Heaven, I'm in heaven And the cares that hung around me through the week Seem to vanish like a gambler's lucky streak When we're out together dancing cheek to cheek

Which leads to Severn, the River Severn

Where my heart beats so that I can hardly talk

But it’s to another river that I walk, as I wander from the Hudnalls down to Mork.

On this river, the Wye river, the high bore rushes inland from the sea,

And in this great Severn tributary

There’s a building where a station used to be.

The station, the crumbling station, was a St Briavels halt in another country

And I used to drive right down there to the Wye

Then down the river on the other side

Past the ruined abbey that King Henry made shabby, with the dissolutions that gave him wealth but wrecked some sacred places, then down the road to Chepstow races.
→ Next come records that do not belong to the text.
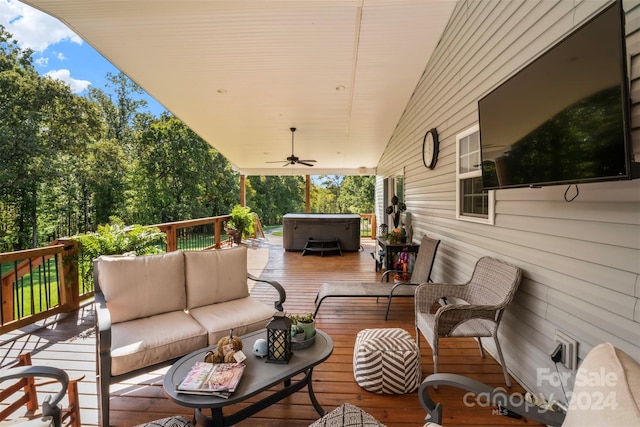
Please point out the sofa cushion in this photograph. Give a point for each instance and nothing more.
(141, 286)
(606, 391)
(144, 342)
(243, 315)
(216, 276)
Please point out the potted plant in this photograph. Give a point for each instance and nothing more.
(241, 221)
(305, 323)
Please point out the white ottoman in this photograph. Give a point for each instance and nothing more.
(386, 361)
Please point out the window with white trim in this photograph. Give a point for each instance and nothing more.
(472, 202)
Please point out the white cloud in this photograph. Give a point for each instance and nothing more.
(76, 86)
(32, 28)
(42, 61)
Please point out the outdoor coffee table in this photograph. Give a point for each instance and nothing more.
(258, 376)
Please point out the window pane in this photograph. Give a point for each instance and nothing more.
(474, 201)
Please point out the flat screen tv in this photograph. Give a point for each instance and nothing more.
(562, 119)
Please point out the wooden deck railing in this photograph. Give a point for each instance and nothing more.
(368, 225)
(38, 283)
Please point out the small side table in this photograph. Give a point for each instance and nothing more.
(395, 248)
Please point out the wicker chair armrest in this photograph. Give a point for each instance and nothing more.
(50, 405)
(497, 396)
(282, 295)
(428, 294)
(450, 316)
(387, 273)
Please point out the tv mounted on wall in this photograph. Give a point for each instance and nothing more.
(564, 118)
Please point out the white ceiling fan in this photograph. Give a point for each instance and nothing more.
(293, 159)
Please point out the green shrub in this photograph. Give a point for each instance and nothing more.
(116, 239)
(241, 220)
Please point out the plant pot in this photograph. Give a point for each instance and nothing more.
(237, 238)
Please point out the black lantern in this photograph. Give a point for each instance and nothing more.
(279, 339)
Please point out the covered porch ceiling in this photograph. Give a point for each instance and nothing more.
(241, 73)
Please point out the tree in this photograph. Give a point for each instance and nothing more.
(273, 196)
(357, 194)
(41, 122)
(178, 176)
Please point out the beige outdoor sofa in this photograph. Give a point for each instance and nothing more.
(151, 310)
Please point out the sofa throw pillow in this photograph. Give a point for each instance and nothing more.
(215, 276)
(142, 286)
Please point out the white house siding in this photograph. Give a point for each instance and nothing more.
(581, 260)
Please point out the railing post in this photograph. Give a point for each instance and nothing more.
(374, 227)
(7, 299)
(172, 238)
(70, 279)
(217, 232)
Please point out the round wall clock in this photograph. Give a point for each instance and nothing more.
(430, 148)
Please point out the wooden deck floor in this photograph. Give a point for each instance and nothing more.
(68, 342)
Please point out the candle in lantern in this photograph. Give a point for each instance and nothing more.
(278, 351)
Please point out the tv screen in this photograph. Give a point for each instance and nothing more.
(564, 117)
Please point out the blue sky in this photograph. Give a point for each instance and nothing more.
(59, 52)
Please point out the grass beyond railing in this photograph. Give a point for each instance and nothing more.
(38, 283)
(34, 285)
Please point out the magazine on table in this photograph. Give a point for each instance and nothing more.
(212, 379)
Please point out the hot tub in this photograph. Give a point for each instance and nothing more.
(298, 228)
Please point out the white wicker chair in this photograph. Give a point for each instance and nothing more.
(485, 297)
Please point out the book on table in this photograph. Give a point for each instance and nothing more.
(212, 379)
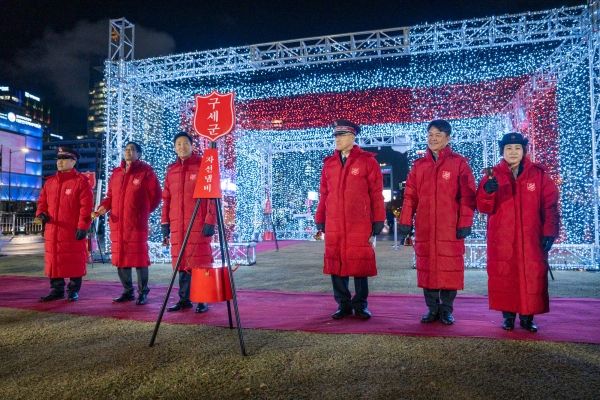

There were revels, in St Briavels, at the George that landlord Arthur opened until three, to the anger of the Glos constabulary, who hated such illegal revelry

Oh I love to visit Yorkley (where the Severn can be seen)

And to walk uphill from Parkend to the pub at Moseley Green

When I travel up to Ruardean I would not ever dare

To resurrect that dreadful rumour about the touring bear

From Ruspidge to the Severn Bridge and Kent’s Green (no relation) down to Bream.

And I seem to find the happiness I seek When we're out together dancing cheek to cheek

Severn, I live by Severn

Which the early Roman invaders crossed in the early years AD,

To set up their temple to their god Nodens at Lydney.

If you want a river journey, don’t try the River Lyd, you might think just after, it’s the worst thing that you did.

I love to go to Whitecroft, the village of the Greeks, which is much better, I would say, than dancing cheek to cheek(s).